The African insurance market backdrop
The structural case for deepening insurance penetration in Southern Africa is strong. Insurance penetration across Sub-Saharan Africa averages around 3 percent of GDP, compared to 12 percent in South Africa and over 10 percent in advanced economies. The gap represents both underdevelopment and opportunity. As urbanisation accelerates, formal employment grows, and mobile-first financial services expand, the addressable market for insurance products, particularly life cover, health insurance, and retirement savings, will expand materially.
The same dynamics apply to Mozambique, where Momentum maintains a presence alongside its growing role as a hub for Southern African LNG investment. Botswana’s economy, anchored by diamonds but increasingly diversifying, is producing a rising middle class that represents precisely the demographic insurers need to reach at scale.
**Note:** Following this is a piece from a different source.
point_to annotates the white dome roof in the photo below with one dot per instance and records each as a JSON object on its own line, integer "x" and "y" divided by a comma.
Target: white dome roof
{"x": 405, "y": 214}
Namibia’s mining and fishing industries have generated a professional class with disposable income and formal employment, a natural insurance customer base.
Momentum Africa is not the only Southern African insurer pursuing this thesis. Old Mutual, Sanlam, and Liberty all operate across the region with varying degrees of concentration. But Momentum’s deliberate exit from West and East African markets to concentrate in Southern Africa is a cleaner strategic bet than competitors who maintain exposure across a wider range of regulatory environments.
What this means for the markets Momentum is doubling down on
For Namibia, Botswana, Lesotho, and Mozambique, Momentum’s reinvestment signals are positive. The group is not merely maintaining existing operations but, according to its stated strategy, deepening investment in these markets as part of a concentration play. That means more product development, more distribution partnerships, more actuarial and claims capacity, and more technology investment in markets that have historically been served by relatively lean operations. For policymakers and investment promotion agencies in these countries, a well-capitalised South African insurer explicitly designating them as priority markets is a credit to their regulatory environments.
Bigger Picture: Momentum Group’s Africa strategy is a case study in the choice every South African financial institution faces: expand broadly across a continent of 54 markets, or concentrate deeply in the markets where you already have structural advantage. Momentum has chosen concentration, and the capital position from which it is making that choice is its strongest in the group’s history. The Africa insurance opportunity is not going anywhere. Sub-Saharan Africa’s working-age population will double by 2050. The formal employment base is expanding. Mobile money has created the distribution rails that previously did not exist. The question is not whether Southern Africa’s insurance market will grow. It is which institutions will have the infrastructure, trust, and capital in place when the growth accelerates. Momentum is betting that answering that question in five markets well is worth more than answering it in fifteen markets poorly.